Maybe a HIPS-type app - Prevx, Process Guard, System Safety Monitor, Neoava Guard, or even CyberHawk. I’m thinking what would probably happen, tho, is that they would just ask you if you want to allow SIW to run, rather than go to the level of detail to ask if you wanted it looking at the registry…
Just the last thought, I was so busy with this, that I forgot about main reason, why I posted this.
The problem was, how can I see other PCs from my LAN? It can not be read from registry or can it?
Anyway, I just let it go, I am quite tired of all those setting, so I will just ignore it for the time being.
You know, I really don’t know. I don’t see how that’s registry-related. I can see that SIW looks at the registry to retrieve some of its information, but that’s only software-related. The IP configuration is available from your computer/network card, which will show your network name (if applicable), DNS, Gateway, etc.

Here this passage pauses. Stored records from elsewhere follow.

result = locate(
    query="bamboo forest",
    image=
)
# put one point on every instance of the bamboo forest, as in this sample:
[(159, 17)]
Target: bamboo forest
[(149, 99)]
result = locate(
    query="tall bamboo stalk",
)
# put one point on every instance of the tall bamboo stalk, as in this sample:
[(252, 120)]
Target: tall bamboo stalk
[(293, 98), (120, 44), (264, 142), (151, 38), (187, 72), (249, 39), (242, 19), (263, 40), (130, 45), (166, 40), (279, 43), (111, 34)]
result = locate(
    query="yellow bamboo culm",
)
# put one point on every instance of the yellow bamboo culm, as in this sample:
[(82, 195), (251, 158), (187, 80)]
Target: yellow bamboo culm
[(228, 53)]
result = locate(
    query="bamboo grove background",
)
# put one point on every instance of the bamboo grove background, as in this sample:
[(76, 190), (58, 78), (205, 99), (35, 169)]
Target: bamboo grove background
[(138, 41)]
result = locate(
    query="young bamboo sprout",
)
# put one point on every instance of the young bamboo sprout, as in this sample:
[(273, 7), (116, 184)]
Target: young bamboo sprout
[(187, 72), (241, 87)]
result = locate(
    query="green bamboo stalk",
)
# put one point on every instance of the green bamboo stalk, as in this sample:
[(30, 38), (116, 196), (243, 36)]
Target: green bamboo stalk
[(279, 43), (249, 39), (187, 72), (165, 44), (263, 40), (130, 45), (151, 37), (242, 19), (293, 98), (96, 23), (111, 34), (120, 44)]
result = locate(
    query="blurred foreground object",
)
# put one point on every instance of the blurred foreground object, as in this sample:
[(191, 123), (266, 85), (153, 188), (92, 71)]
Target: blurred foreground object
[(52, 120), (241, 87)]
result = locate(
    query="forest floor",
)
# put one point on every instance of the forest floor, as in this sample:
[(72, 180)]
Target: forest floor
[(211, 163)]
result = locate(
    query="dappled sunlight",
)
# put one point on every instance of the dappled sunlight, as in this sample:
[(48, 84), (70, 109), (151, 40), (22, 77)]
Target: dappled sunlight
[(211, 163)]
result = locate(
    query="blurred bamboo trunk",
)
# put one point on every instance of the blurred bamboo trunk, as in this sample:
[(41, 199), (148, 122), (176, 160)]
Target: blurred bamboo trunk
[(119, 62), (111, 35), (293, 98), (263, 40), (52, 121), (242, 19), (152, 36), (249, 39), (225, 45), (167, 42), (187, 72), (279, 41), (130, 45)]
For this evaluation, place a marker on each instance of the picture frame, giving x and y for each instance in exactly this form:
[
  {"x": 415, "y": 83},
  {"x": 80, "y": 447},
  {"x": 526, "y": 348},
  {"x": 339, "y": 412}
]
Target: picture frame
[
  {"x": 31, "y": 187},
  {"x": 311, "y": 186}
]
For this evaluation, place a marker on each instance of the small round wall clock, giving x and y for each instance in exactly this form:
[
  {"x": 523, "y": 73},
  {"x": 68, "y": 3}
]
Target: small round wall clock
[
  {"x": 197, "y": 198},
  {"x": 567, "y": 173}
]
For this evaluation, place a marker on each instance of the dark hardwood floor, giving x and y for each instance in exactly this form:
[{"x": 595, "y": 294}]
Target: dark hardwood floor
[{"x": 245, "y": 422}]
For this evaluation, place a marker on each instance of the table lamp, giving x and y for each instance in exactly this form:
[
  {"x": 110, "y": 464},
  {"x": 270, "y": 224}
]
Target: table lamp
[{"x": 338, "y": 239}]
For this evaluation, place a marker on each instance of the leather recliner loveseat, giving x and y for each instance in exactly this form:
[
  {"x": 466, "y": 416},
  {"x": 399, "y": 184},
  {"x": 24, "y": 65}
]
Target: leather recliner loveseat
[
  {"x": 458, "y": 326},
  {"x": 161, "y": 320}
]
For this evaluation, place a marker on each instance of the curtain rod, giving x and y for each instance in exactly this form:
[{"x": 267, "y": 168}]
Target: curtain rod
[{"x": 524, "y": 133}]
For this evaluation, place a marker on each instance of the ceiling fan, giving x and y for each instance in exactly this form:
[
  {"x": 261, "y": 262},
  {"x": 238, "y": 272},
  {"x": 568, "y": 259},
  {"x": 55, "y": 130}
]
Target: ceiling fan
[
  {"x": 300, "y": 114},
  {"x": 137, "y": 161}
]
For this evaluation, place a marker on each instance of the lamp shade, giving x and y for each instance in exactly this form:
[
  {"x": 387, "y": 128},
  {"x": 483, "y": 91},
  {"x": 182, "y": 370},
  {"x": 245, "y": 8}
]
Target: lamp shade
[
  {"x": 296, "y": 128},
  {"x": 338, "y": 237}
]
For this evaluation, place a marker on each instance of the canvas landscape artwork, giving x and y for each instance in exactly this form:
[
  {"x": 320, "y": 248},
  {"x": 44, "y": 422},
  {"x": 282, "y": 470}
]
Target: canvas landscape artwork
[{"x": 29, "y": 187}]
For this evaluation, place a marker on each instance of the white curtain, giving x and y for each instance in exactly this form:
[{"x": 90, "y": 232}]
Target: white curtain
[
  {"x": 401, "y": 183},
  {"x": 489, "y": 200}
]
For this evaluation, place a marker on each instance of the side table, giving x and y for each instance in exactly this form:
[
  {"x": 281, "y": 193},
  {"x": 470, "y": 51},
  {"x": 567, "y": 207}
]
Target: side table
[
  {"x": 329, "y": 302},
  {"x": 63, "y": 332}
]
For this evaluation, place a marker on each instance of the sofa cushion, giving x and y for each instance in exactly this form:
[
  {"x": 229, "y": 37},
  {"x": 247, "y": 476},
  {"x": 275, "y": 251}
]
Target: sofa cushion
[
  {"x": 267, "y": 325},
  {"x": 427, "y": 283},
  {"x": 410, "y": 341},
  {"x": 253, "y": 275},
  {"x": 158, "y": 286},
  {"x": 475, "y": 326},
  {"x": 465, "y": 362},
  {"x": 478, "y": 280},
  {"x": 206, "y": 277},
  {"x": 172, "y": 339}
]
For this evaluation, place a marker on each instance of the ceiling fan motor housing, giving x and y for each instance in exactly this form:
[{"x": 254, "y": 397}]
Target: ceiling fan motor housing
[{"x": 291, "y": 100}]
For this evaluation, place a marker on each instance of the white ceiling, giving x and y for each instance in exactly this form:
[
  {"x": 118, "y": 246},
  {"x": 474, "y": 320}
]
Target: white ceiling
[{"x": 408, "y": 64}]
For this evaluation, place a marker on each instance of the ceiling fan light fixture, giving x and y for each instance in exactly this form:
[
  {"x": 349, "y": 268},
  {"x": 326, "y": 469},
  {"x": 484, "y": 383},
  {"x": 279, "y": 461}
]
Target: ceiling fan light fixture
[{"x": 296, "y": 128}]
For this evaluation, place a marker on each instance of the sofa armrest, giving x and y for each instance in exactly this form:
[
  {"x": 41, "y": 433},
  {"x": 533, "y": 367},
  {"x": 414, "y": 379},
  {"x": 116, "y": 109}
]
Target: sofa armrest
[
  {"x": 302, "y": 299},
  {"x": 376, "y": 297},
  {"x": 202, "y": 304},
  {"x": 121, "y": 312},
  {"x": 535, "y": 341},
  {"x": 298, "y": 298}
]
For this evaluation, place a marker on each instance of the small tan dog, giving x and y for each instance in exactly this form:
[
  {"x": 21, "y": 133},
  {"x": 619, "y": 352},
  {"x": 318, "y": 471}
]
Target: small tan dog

Here’s something I thought of, tho… Go to Security/Advanced/Miscellaneous, and see if the “Skip loopback” boxes are checked. If so, uncheck them, reboot, and run SIW again. If it’s getting what you’re seeing from the 127.x.x.x info, this will alert you to stop that (it may also alert you on a whole lot of svchost.exe/system/services traffic as well).
I still don’t get the same thing you’re getting, so there must be a setting different, somehow, or a network control rule. FYI, I do skip the loopbacks, I have an application rule blocking SIW.exe TCP/UDP Out, and Ido not have a network or trusted zone defined (I’m on a LAN, but not thru a server, don’t need to share any files/drives, and do not want anyone else to have access to my computer. Since it’s, in essence, a direct connection, I skipped all that to remain anonymous…).
Perhaps you have a defined network?
What do you see if you go to Start/Run, type “cmd” to open the DOS window, and type “ipconfig /all”? Is more than just your computer/gateway/dns shown? Are other network computers visible there?
I do not skip loopback and I can not use ipconfig, I removed it with nLite.
I had this problem before I knew nLite, but maybe it is due my reg settings?
I have so many registry settings, that I even do not know, what they are for.